Chief among those buzzworthy items is a recent piece from Bloomberg’s Chris Strohm, in which former NSA cybersecurity personnel admitted that encryption would have prevented Edward Snowden from gaining access to their files and so famously disseminating them. This wasn’t altogether surprising to myself or the Vormetric team; after all, encryption has been preventing data leaks for a long time. Yet it seems that Snowden’s well-documented activities, as well as numerous other high profile breaches, have resulted in a general feeling that encryption is ‘the answer.’ But if that’s so, why isn’t it more prevalent? Why is there so much resistance to implementing encryption?
I’ve always joked that encryption is wonderful, except for being terrifying, intrusive, complex, and slow. Except: it isn’t. Vormetric’s philosophy is to emphasize the real currency of the IT world: not dollars, but time and convenience. After all, no one’s encrypting their data because they want to. Rather, it’s out of regulatory concerns, fear of breaches, and generally to reduce risk. We’ve created a platform for our customers to encrypt applications, databases and files while, managing who can access the information, what they see when then attempt access, and protect their data through vendor single encryption, key and policy manager. We’ve done so specifically to improve operational efficiency for our customers: no one wants to train their team to manage and administer four or five different systems, or split their attention between multiple vendors. It creates complexity, increases costs, delays deployment and fuels frustration and the end result? Vulnerable data.
Everyone wants to provide the best data security possible with the resources they have. As regulatory requirements have increased, many of our customers that joined us to solve a specific data protection use case have discovered the power of the Vormetric data platform. They quickly discover they can add use cases with the same platform, same management, same ease of deployment and same transparency. For example, after encrypting their database to meet compliance standards, an expanding organization might follow up by working with us directly to improve protection for unstructured or cloud data. In these cases, providing a multifaceted platform (versus multiple siloed options) is simply a case of practical economics. Reducing the daily IT ‘churn’ of navigating through multiple systems, managers and vendors opens up the door for easier communication and better security.

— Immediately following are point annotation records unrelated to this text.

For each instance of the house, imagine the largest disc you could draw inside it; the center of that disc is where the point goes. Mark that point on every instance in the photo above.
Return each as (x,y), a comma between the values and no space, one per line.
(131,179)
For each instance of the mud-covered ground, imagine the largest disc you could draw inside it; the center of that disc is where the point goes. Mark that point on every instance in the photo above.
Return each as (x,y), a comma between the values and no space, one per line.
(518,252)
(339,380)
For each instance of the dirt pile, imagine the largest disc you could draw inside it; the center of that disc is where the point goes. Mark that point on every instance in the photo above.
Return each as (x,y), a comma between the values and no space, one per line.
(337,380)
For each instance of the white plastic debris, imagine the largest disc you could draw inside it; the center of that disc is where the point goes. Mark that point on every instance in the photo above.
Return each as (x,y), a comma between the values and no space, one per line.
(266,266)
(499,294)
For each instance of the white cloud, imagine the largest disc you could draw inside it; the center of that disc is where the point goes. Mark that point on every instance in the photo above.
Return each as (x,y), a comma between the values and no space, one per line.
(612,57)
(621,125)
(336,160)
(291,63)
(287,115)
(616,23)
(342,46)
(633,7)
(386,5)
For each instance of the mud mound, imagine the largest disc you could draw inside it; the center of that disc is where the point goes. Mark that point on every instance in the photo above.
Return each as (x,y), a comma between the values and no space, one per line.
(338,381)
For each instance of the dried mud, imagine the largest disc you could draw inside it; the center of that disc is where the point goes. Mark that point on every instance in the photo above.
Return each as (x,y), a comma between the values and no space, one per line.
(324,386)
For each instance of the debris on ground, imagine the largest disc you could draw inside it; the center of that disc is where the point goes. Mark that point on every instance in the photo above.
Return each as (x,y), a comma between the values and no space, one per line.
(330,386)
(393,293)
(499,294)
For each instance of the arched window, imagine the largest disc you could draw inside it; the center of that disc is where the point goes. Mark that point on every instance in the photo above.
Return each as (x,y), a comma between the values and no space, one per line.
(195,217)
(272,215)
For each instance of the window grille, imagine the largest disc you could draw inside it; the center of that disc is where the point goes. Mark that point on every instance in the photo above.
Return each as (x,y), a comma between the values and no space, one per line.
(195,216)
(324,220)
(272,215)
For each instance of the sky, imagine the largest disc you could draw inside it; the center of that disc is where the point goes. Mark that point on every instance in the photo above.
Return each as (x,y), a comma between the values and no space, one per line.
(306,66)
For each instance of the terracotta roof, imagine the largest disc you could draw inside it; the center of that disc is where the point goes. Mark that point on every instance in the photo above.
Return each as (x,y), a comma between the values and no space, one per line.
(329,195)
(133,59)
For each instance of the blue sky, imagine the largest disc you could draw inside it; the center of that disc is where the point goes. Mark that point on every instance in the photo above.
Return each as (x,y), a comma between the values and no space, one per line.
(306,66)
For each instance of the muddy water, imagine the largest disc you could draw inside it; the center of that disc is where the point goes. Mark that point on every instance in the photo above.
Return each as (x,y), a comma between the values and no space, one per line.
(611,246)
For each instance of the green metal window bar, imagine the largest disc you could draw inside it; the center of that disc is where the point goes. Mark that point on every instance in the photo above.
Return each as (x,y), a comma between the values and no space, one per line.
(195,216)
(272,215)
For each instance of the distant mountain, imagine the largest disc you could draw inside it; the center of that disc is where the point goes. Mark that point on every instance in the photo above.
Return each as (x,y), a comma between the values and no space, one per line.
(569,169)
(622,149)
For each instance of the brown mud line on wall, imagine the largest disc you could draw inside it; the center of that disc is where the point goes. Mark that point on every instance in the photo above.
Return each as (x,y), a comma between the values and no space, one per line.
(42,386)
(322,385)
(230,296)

The beauty of what Vormetric is offering is that we’re facing reality head on. Consumers are demanding that their data be protected, and companies are seeking out easily implementable, comprehensive ways to provide that protection. There’s no room for excuses anymore: no one wants to be the next headline in the Wall Street Journal or Financial Times. If the industry is to take that next step forward and make encryption as common as it needs to be, it’s time for a philosophy shift. Convenience and effectiveness are what customers are demanding and we’d be remiss not to listen to them.